In a sad voice, an elderly patient tells the nurse of the recent deaths of a spouse and close friend. The patient has no other family and only a few acquaintances in the community. The nurse's priority is to determine whether which nursing diagnosis applies to this patient?
- A. Risk for suicide related to recent deaths of significant others
- B. Anxiety related to sudden and abrupt lifestyle changes
- C. Social isolation related to loss of existing family
- D. Spiritual distress related to anger with God
Correct Answer: A
Rationale: The correct answer is A: Risk for suicide related to recent deaths of significant others. This is the priority because the patient's recent losses put them at high risk for suicide. The nurse must assess the patient's risk level and provide appropriate interventions to prevent harm. Choices B, C, and D are incorrect because anxiety and social isolation are secondary concerns compared to the immediate risk of suicide. Spiritual distress, while important, does not take precedence over the patient's safety.
The nurse notes that a male client, who is taking an antipsychotic medication, is constantly moving from chair to chair during a group activity, and he complains that he feels 'nervous and jittery inside.' The nurse is aware that this client most likely is experiencing:
- A. Akinesia
- B. Dystonia
- C. Dyskinesia
- D. Akathisia
Correct Answer: D
Rationale: The correct answer is D: Akathisia. Akathisia is a common side effect of antipsychotic medications characterized by restlessness, inability to sit still, and a feeling of inner restlessness or jitteriness. In this case, the client's constant movement and feeling of nervousness align with the symptoms of akathisia.
A: Akinesia is the opposite of what the client is experiencing, characterized by a lack of movement or muscle weakness.
B: Dystonia involves involuntary muscle contractions and abnormal postures, not constant movement.
C: Dyskinesia refers to abnormal, involuntary movements of the face, trunk, and limbs, which are not described in the scenario.

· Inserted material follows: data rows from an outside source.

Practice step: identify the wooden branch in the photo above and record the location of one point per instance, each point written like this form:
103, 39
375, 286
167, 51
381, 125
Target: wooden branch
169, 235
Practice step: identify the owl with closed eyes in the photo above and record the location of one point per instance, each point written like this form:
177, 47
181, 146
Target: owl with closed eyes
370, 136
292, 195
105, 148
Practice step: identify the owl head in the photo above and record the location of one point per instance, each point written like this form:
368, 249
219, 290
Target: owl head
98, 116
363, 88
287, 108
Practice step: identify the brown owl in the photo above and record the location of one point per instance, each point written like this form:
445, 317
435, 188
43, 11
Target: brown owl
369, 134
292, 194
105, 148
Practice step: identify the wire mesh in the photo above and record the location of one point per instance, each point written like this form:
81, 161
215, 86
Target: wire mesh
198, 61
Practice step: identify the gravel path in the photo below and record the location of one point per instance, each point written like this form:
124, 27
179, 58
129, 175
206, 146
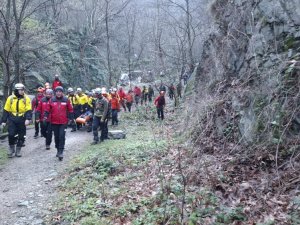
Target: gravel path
27, 184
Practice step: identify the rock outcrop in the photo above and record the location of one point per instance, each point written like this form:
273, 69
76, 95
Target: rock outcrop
250, 65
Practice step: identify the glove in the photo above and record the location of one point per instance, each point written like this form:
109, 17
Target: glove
27, 122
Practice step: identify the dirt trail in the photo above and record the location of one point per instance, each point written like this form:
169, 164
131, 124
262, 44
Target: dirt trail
27, 184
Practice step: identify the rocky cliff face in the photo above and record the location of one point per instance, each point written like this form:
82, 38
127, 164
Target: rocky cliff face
250, 67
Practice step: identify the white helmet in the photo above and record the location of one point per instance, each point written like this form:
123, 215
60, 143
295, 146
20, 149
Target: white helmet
19, 86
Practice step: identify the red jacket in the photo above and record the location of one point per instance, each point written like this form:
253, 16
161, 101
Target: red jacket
115, 104
137, 91
160, 101
35, 101
129, 97
121, 94
60, 110
56, 83
40, 110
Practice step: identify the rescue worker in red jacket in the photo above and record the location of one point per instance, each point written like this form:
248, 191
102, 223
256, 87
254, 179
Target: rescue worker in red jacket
122, 96
129, 100
137, 94
56, 82
60, 111
115, 108
46, 130
160, 103
34, 104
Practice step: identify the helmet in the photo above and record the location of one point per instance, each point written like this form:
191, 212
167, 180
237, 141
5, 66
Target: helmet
41, 90
103, 90
98, 91
70, 90
59, 88
49, 92
19, 86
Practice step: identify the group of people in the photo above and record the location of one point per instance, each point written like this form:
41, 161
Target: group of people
54, 109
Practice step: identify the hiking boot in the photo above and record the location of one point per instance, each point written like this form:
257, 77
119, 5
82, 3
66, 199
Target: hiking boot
94, 142
18, 151
60, 155
11, 151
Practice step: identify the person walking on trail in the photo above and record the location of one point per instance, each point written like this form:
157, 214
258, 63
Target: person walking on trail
100, 113
129, 100
60, 111
137, 94
34, 104
17, 114
122, 96
185, 78
108, 114
56, 82
162, 88
46, 129
89, 111
115, 108
171, 91
75, 104
160, 103
47, 86
150, 93
144, 95
82, 104
179, 89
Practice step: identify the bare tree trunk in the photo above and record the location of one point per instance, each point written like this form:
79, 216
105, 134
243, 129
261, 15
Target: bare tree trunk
190, 44
5, 54
108, 44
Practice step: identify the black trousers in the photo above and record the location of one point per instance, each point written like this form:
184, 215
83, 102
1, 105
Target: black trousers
129, 104
160, 112
96, 124
46, 131
114, 117
37, 127
59, 131
16, 130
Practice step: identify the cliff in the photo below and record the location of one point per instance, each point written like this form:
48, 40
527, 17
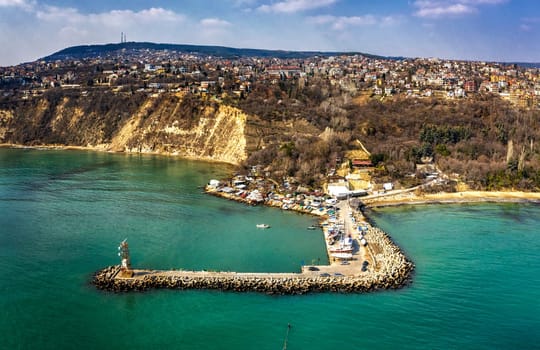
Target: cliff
169, 123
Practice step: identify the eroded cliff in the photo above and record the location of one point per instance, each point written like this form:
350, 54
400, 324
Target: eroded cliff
170, 123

The nurse is leading a group for women who have experienced interpersonal violence. A client asks what research statistics tell about the perpetrators of interpersonal violence. The nurse can accurately respond that perpetrators are:
- A. Usually under the influence of drugs or alcohol
- B. Most often someone the victim knows
- C. A stranger to the victim in most cases
- D. Often in a psychotic state during the act
Correct Answer: B
Rationale: The correct answer is B because research shows that perpetrators of interpersonal violence are most often someone the victim knows, such as a partner, family member, or acquaintance. This is supported by studies and data that indicate a significant majority of interpersonal violence cases involve perpetrators who have a prior relationship with the victim. Choice A is incorrect because while substance abuse can be a factor in some cases, it is not the primary characteristic of perpetrators. Choice C is incorrect as statistics show that perpetrators are usually known to the victim rather than being strangers. Choice D is also incorrect as psychotic states are not typically the primary cause of interpersonal violence, and most perpetrators are not in such a state during the act.
A victim of rape says, "My family is not very supportive."Â Which belief contributes to a negative family response?

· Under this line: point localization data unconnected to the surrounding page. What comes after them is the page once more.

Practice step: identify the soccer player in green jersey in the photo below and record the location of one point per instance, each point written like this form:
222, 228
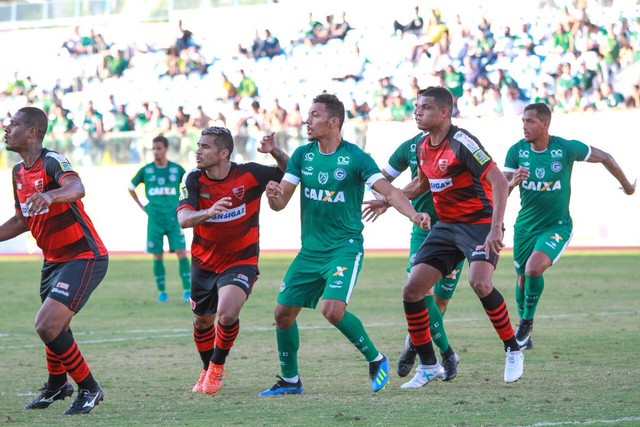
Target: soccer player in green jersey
161, 179
402, 158
332, 174
540, 165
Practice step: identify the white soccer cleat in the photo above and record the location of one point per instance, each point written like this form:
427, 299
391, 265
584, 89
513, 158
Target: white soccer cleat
424, 375
514, 367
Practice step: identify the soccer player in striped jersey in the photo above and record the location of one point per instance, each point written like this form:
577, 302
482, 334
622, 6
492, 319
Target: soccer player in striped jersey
221, 201
540, 165
469, 194
47, 194
332, 174
437, 299
161, 179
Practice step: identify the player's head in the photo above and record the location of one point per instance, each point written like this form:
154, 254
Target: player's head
27, 125
535, 121
159, 146
433, 108
325, 115
214, 147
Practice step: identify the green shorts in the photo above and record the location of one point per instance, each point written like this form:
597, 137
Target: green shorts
552, 242
330, 276
158, 227
446, 286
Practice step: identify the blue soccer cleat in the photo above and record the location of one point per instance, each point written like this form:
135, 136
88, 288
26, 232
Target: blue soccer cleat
379, 373
283, 387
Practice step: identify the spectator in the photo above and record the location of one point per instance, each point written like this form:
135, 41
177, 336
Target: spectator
415, 25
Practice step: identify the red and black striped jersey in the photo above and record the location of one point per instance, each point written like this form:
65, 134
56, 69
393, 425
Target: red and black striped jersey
456, 170
63, 231
232, 237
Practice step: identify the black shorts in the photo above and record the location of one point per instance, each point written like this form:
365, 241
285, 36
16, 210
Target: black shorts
72, 282
449, 243
205, 285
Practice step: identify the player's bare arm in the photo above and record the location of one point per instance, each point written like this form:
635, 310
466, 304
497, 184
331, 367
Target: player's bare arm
190, 218
279, 194
500, 191
399, 201
15, 226
599, 156
515, 178
71, 189
268, 144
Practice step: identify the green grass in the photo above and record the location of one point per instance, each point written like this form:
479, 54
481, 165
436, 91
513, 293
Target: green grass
584, 367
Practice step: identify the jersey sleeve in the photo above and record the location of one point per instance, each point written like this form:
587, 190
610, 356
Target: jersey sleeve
57, 166
398, 162
511, 160
294, 166
189, 191
578, 151
138, 178
472, 154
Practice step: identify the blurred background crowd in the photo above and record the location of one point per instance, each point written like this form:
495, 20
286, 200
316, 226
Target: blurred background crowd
108, 90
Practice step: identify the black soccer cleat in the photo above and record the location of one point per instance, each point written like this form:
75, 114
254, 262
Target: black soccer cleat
524, 334
47, 396
407, 358
450, 365
85, 401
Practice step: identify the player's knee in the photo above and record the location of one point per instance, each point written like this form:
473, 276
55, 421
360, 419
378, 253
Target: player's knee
333, 314
481, 288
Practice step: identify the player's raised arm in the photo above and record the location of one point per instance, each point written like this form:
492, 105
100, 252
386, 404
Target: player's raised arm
599, 156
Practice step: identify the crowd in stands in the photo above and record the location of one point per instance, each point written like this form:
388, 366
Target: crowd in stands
110, 99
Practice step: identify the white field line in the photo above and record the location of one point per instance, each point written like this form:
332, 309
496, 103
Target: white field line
583, 423
147, 334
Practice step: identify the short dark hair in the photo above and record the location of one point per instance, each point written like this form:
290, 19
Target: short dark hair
543, 112
162, 140
441, 95
37, 118
221, 137
334, 106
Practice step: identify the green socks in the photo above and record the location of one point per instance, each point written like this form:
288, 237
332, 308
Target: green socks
352, 328
288, 344
159, 273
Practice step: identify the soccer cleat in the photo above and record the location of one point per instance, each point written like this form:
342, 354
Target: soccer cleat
163, 297
407, 358
198, 387
424, 375
379, 373
186, 296
524, 332
213, 379
85, 401
47, 396
283, 387
514, 367
450, 366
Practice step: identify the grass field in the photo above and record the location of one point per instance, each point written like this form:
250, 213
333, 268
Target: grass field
583, 370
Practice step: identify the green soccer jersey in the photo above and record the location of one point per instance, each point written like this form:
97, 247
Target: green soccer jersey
405, 157
545, 195
162, 187
331, 193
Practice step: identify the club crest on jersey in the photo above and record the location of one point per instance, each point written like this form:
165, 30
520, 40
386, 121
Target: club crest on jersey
238, 192
323, 177
339, 174
38, 184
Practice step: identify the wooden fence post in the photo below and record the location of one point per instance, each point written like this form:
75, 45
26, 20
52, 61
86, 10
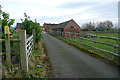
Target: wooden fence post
23, 50
33, 32
8, 55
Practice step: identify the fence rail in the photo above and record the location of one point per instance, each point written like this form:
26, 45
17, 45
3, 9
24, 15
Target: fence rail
67, 36
26, 47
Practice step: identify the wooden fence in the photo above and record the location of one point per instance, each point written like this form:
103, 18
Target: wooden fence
83, 39
26, 47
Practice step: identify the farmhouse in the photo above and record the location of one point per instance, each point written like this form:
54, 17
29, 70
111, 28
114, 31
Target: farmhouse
48, 27
64, 27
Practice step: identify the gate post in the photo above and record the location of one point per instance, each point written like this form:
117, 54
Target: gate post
33, 32
8, 55
23, 51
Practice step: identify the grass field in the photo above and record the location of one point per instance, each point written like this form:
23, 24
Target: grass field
98, 45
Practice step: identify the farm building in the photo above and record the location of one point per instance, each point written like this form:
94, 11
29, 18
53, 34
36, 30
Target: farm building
48, 27
64, 27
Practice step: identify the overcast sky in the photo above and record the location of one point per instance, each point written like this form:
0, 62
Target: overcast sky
56, 11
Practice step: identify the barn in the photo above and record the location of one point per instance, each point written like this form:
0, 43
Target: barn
64, 27
49, 28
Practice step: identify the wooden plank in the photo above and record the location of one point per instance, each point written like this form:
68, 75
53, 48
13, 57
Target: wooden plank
30, 38
8, 51
23, 49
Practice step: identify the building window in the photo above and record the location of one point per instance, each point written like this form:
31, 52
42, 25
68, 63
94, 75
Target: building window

- A. No one asks to be raped.
- B. Rape is an act of aggression.
- C. Rape should not be discussed.
- D. Anyone is a potential rape victim.
Correct Answer: C
Rationale: The correct answer is C: Rape should not be discussed. This belief contributes to a negative family response because it promotes silence and stigma around the topic of rape, leading to lack of support and understanding for the victim. By not discussing rape, the victim may feel isolated, ashamed, and unable to seek help or share their experience. Choices A and B are incorrect as they acknowledge the victim's innocence and the violent nature of rape. Choice D is incorrect as it recognizes the reality that anyone can be a victim, but it does not directly address the issue of discussing rape within the family.